12. Anayasa Mahkemesi, olay ve olguları somut başvurular ile benzer nitelikte olan Ümit Karaduman ([2.B], B. No: 2020/20874, 2/2/2022) kararında uygulanacak anayasal ilkeleri belirlemiştir. Bu çerçevede mahpusun mahrem bilgileri ile kişisel verilerinin kayıt, muhafaza ve kullanımını içeren tedbirlerin kapsamını, uygulanmasını, idarenin takdir yetkisinin sınırlarını düzenleyen ve keyfîliğe karşı güvenceler içeren kuralların mevcut olmadığı gerekçesiyle özel hayata saygı hakkı kapsamındaki kişisel verilerin korunmasını isteme hakkı ile haberleşme hürriyetinin ihlal edildiği sonucuna ulaşmıştır. Somut başvuruda da anılan kararda açıklanan ilkelerden ve ulaşılan sonuçtan ayrılmayı gerektiren bir durum bulunmamaktadır. Bu doğrultuda başvurucuların Anayasa'nın 20. ve 22. maddelerinde güvence altına alınan özel hayata ve aile hayatına saygı hakkı ile haberleşme hürriyetinin ihlal edildiğine karar verilmesi gerekir.

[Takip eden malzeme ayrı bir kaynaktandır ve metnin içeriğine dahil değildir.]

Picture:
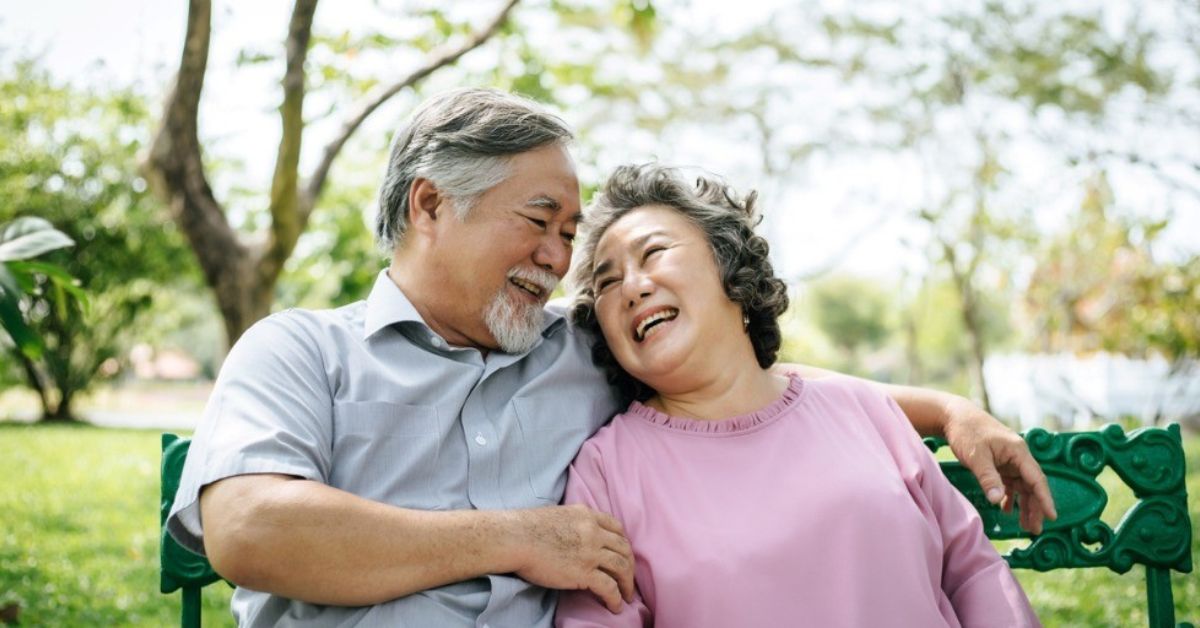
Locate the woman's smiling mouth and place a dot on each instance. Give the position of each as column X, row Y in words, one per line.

2. Başvurucu Ahmet Şanal'ın Telefon görüşmeleri ile Kapalı Görüşlerin Dinlenmesi ve Kayda Alınmasına İlişkin İddiaları

13. Başvurucu Ahmet Şanal, telefon görüşmeleri ve kapalı görüşlerdeki konuşmalarının kaydedilmesine ilişkin infaz hâkimliğine yaptığı itirazın reddedilmesi nedeniyle özel hayata saygı hakkı ile haberleşme hürriyetinin ihlal edildiğini ileri sürmüştür.

14. Bakanlık görüşünde, mevzuat değişikliklerine dikkat çekmiş ve mevcut başvuruda Anayasa ve ilgili mevzuat hükümleri ve somut olayın kendine özgü koşullarının da dikkate alınması gerektiğini belirtmiştir. Başvurucu, karşı beyanda bulunmamıştır. Başvuru özel hayata ve aile hayatına saygı hakkı ile haberleşme hürriyeti kapsamında incelenmiştir.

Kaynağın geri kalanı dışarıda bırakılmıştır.